PlanPro ist ein XML-basiertes Datenformat und Objektmodell für Planungen der Leit- und Sicherungstechnik (LST) in Deutschland.

Im Rahmen einer gewerkeübergreifenden, datenzentrischen Planung mit Building Information Modeling ist PlanPro das Fachformat für LST.[1]

Um das Modell für verschiedene Planungs- und Realisierungsprozesse zu nutzen, muss es verschiedene Sichten auf die Daten zulassen, beispielsweise in funktionaler, konstruktiver, ausrüstungstechnischer und baulicher Hinsicht. Die Zusammenhänge werden in auf PlanPro aufbauenden Softwaresystemen derart abgebildet, damit Nutzer Informationen bzw. Daten möglichst effizient und komfortabel einbringen können.[2]

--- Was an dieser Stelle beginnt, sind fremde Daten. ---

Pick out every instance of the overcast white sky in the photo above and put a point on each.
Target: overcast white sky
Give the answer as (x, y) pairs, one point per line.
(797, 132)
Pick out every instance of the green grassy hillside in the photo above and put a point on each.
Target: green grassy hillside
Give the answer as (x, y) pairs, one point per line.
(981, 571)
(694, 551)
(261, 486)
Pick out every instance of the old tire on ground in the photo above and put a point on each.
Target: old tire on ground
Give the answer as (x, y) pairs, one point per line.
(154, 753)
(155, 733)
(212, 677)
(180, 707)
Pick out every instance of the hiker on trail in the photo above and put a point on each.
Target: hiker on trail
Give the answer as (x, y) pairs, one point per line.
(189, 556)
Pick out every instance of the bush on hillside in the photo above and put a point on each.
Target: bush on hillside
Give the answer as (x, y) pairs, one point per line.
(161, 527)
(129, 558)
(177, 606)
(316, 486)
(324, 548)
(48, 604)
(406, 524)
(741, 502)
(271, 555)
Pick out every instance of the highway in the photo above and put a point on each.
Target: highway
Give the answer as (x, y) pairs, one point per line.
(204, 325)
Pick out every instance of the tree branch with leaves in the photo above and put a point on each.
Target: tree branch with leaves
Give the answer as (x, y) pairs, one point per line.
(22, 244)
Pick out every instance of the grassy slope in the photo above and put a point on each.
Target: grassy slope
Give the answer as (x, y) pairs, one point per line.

Aufbauend auf der Topografie der Infrastruktur (anhand der Eisenbahnvermessung) wird ein Knoten-Kanten-Modell geschaffen, an dem LST-Objekte verortet werden. Mittels darüber hinausgehender Daten, die zuvor nicht Bestandteil der Planung waren, sollen zunehmend Planungsdaten durch Algorithmen automatisch errechnet werden.[3]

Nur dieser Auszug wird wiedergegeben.